Similar content being viewed by others
Background
Glaucoma is globally ranked the second most common cause of blindness [1]. Early detection is of utmost importance for glaucomatous eyes, and using conventional retinal nerve fiber layer (RNFL) photograph to evaluate localized retinal nerve fiber layer defects (RNLFD) is a tool of choice for detecting early glaucomatous eyes when optical coherence topography (OCT) is unavailable. However, there is a lack of established quantitative analysis using RNFL photograph.

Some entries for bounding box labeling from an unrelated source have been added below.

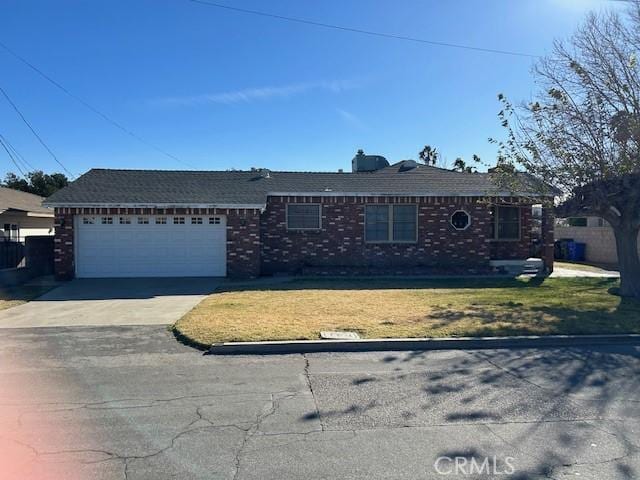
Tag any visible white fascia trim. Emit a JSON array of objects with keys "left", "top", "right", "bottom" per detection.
[
  {"left": 267, "top": 192, "right": 553, "bottom": 197},
  {"left": 27, "top": 212, "right": 54, "bottom": 218},
  {"left": 43, "top": 202, "right": 266, "bottom": 210}
]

Woo et al. previously established a convenient quantitative method for analyzing localized RNFL defect using RNFL photograph by measuring the angles around the disc [2]. They first defined the reference line as the line between the macula center and the optic disc center. Angle α is the angular width between the reference line and the proximity of RNFL defect, while angle β (+c) is the sum of angular width(s) of localized RNFL defect. This method was then used to compare different etiologies of various types of glaucoma [2, 3]. The idea was built upon the assumption that localized RNFLD or the optic nerve head configuration [4,5,6,7] is somehow correlated with the visual field defect, but the validity of such correlation has not been verified.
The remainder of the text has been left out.